Pembahasan dalam penelitian ini sebagian belum didukung oleh data yang lengkap karena penelitian situs-situs dan tinggalan megalit di dataran tinggi Jambi belum banyak dilakukan. Oleh karena itu disarankan agar penelitian situs-situs megalit dataran tinggi Jambi diteruskan melalui studi pola pemukiman, baik pemukiman mikro, semi-mikro, maupun makro. Selain itu perlu didukung pula dengan analisis arkeometri seperti analisis bahan dari tinggalan budaya serta pertanggalan situs dengan analisis C-14.
Perlindungan dan pemeliharaan tinggalan megalit di dataran tinggi Jambi perlu ditingkatkan karena masih terdapat sejumlah kasus yang menimpa seperti pemindahan dari tempat asalnya, pengubahan posisi semula, tindakan vandalistis, dan perusakan benda untuk mencari harta karun serta keausan motif relief karena tidak terlindung dari hujan dan panas.

DAFTAR PUSTAKA
Bahn, Paul dan Colin Renfrew. 1993. Archaeology: Theories, Methods and Practices. London: Thames and Hudson Ltd.
Heekeren, Van. 1972. The Stone Age of Indonesia. Den Haag: Verhandelingen KITLV: LXI.
Mundardjito. 1990. “Metode Penelitian Permukiman Arkeologis.” Lembaran Sastra 11: 19 – 31. Depok: Fakultas Sastra Universitas Indonesia.
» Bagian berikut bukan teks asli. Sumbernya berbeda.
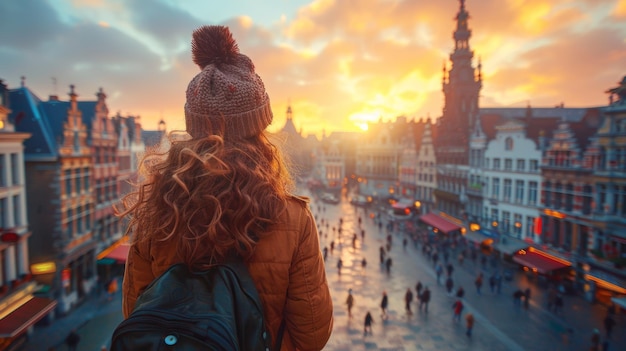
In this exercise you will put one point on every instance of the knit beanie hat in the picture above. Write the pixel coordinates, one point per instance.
(227, 97)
Ridho, Abu. “Daftar Keramik Asing Yang Didapati di Sumatera Menurut Kartu De Flines, Kini di Museum Pusat”. Pra Seminar Penelitian Sriwijaya. Jakarta: Pusat Penelitian Arkeologi Nasional, hlm. 105 – 118.
Schnitger, F.M. 1937. The Archaeology of Hindoo Sumatra. Leiden: E.J. Brill.
Schnitger, F.M. 1939. Forgotten Kingdom in Sumatra. Leiden: Oxford University Press.
Soejono, R.P. (editor). 1993. Sejarah Nasional Indonesia I. Jakarta: Balai Pustaka.
Soeroso, 1998. “Laporan Penelitian Situs Kunduran, Kabupaten Lahat, Provinsi Sumatera Selatan”. Berita Penelitian Arkeologi Nomor 3. Palembang: Balai Arkeologi Palembang.